About 58 percent of people nationally now view such neighborhoods as ideal, and will use transit more if they live in them because of the convenience, according to the study by the TransitCenter, a non-profit group dedicated to improving public transit.

"In many ways, we're the poster child for many of the findings," Robert Grow, founder of Envision Utah, told reporters on a national conference call about the study that was released Thursday. It looks at attitudes toward riding transit, and what helps or hurts it.

Regional officials here have begun to push and plan for denser "town centers" around transit stops, based on surveys by Envision Utah that find residents support that as a way to handle big expected growth and the extra pollution and congestion it could bring.

"Denser, mixed-use places are what most Americans want today and will demand tomorrow," Christopher Leinberger, chairman of George Washington University's Center for Real Estate and Urban Analysis, said about key results in the new study that surveyed 12,000 people.

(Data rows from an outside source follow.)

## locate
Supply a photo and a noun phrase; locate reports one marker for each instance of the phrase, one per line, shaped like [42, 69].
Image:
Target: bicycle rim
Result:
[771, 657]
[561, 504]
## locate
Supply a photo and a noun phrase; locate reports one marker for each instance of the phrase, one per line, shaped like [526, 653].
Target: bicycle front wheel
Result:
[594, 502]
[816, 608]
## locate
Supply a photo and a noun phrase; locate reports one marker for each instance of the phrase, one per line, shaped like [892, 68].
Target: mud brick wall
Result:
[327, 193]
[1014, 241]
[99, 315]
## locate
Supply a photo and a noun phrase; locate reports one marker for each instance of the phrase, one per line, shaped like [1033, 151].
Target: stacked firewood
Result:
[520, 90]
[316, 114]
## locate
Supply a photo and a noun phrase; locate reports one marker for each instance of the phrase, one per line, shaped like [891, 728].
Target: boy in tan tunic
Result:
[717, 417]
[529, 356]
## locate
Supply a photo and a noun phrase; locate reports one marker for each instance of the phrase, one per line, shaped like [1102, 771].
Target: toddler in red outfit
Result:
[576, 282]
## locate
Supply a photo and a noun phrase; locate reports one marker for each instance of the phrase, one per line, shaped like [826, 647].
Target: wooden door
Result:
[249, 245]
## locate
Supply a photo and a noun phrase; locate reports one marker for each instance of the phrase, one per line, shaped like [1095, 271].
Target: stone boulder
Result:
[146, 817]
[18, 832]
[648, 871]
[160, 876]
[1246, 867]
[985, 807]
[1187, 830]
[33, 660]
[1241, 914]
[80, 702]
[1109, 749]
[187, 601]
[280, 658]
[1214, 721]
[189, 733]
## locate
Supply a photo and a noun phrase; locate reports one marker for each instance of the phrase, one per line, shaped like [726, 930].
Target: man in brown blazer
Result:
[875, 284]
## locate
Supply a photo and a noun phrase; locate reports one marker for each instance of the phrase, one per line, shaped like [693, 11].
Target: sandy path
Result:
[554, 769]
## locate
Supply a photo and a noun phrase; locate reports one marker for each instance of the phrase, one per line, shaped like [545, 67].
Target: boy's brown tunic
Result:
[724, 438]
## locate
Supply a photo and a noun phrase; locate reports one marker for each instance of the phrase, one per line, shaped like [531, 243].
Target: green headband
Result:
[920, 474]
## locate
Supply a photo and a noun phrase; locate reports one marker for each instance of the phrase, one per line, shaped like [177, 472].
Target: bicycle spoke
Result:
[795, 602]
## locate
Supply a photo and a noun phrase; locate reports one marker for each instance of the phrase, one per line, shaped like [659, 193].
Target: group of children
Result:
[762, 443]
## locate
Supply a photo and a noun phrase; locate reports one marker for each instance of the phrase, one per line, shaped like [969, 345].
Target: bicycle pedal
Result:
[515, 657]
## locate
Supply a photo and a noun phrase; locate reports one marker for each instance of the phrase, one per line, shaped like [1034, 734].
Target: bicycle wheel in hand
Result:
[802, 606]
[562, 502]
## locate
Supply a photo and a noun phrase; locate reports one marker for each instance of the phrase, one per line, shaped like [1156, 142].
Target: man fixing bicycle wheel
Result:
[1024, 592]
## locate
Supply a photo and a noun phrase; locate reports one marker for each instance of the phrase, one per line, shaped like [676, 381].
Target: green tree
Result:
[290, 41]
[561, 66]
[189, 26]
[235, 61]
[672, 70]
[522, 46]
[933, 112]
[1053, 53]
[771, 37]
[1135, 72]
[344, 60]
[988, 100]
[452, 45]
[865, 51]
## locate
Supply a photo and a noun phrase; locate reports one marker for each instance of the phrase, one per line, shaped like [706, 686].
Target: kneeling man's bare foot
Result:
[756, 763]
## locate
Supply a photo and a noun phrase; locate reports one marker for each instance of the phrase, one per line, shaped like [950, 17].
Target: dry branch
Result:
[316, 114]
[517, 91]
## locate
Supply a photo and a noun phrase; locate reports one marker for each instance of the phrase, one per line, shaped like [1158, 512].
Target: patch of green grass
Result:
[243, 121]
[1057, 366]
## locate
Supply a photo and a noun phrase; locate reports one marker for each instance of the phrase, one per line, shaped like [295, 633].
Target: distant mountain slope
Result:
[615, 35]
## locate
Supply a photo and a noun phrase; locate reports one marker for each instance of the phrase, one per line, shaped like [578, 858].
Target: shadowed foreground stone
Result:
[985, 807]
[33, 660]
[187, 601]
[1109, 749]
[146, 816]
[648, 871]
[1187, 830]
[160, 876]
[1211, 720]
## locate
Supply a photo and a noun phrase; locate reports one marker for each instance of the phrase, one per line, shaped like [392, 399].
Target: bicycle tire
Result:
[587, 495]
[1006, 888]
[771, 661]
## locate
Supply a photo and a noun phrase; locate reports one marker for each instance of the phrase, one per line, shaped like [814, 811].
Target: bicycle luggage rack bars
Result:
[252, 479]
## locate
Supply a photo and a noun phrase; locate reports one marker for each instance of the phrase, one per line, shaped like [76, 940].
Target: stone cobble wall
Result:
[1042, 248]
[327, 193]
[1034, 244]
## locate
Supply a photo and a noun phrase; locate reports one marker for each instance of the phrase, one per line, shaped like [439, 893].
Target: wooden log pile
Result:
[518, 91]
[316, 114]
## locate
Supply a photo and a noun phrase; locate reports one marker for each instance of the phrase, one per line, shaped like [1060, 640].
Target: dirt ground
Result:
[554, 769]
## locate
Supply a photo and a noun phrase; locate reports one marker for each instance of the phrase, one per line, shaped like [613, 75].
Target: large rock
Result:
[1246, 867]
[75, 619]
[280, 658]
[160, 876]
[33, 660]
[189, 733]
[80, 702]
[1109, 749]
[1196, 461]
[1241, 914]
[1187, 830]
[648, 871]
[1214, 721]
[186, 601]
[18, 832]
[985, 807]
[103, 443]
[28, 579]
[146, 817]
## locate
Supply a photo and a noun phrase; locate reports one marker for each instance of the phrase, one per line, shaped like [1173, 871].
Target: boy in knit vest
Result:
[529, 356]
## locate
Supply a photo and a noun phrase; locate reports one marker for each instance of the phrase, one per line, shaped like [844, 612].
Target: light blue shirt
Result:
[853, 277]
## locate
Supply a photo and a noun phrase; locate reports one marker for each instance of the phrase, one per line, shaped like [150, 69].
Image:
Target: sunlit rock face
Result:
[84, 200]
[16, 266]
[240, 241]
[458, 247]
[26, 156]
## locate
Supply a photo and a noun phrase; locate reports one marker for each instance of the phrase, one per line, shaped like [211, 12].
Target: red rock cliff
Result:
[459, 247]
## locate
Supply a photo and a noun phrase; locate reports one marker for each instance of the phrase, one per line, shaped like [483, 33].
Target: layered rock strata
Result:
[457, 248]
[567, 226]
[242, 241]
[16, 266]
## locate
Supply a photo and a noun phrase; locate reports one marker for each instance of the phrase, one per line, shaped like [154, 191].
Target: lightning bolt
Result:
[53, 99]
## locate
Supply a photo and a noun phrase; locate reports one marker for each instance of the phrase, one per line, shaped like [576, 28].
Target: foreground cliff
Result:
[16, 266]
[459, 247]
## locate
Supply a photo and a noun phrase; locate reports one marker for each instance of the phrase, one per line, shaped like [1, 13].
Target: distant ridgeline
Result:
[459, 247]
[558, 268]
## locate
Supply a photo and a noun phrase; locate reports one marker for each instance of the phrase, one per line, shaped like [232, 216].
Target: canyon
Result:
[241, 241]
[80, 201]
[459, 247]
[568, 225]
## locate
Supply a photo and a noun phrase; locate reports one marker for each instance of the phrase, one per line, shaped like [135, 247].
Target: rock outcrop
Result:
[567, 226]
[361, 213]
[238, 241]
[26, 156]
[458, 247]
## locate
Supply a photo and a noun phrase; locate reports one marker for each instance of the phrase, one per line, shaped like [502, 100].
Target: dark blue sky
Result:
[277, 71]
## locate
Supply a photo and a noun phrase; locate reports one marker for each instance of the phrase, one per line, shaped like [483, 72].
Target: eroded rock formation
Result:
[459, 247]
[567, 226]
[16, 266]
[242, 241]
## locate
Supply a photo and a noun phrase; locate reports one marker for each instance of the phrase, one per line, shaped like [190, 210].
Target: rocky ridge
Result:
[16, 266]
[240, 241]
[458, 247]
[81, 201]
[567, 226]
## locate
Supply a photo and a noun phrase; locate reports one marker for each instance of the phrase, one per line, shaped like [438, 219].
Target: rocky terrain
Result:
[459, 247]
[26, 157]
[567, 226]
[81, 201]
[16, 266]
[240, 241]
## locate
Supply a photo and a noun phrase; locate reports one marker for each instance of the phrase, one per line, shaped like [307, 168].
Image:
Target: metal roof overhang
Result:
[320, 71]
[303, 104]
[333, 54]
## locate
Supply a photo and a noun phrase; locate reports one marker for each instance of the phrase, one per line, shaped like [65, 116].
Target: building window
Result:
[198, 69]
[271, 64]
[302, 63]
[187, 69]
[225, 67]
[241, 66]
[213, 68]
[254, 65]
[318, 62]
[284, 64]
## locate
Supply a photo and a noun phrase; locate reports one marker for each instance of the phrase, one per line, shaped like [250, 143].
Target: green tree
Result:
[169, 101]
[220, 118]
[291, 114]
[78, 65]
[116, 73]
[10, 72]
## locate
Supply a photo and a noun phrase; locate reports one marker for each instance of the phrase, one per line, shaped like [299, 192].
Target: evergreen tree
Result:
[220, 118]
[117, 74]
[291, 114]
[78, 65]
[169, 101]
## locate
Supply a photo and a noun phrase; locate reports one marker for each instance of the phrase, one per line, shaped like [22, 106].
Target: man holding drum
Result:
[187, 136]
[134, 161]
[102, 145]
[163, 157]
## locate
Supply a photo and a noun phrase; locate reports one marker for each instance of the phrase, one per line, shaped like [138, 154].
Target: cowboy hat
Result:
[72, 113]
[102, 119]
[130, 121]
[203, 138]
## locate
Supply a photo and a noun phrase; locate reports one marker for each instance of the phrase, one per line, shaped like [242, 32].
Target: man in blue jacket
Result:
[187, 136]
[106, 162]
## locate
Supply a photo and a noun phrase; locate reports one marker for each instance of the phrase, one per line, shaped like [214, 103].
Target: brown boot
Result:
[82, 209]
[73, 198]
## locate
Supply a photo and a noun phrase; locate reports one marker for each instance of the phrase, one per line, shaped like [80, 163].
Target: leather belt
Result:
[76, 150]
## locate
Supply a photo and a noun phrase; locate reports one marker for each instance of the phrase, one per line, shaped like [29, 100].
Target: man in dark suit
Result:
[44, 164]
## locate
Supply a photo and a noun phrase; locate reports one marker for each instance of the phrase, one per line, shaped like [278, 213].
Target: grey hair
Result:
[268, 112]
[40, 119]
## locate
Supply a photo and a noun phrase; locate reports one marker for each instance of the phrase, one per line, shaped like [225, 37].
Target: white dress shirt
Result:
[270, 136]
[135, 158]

"High-quality transit can serve as a backbone for exactly this kind of development. While cities and suburbs that marry transit and mixed-use development reap the rewards, those that stick with a conventional suburban approach may find themselves stagnating," he said.

"There is a desire for reliable, quality transportation in communities across all regions of the U.S., and among riders of all ages, backgrounds and financial status," David Bragdon, executive director of TransitCenter, said about the findings. "Unfortunately, this desire is largely going unmet."

The study outlined several topics that it says affect transit ridership the most, including:

• Age is a key. People under age 30 are 2.3 times more likely to ride public transit than those aged 30-60, and 7.2 times more likely than Americans older than 60.

• People care most about the basics of transit service. Travel time, reliability and cost are much more important than features like Wi-Fi Internet connections.

• Employer-paid transit benefits are used by workers. They are five times more likely to take transit regularly than people who do not receive such perks.

• While there's a high demand for quality public transportation nationwide, service is often missing from neighborhoods where people live.

• Many of the people who report they are most open to taking transit don't use it because service is inconvenient or inadequate. The study said transit providers could most easily increase ridership by focusing on such groups.

• The wealthy are just as likely as the poor to ride transit in "traditional" cities with developed transit service, such as New York City, Chicago and Washington, D.C.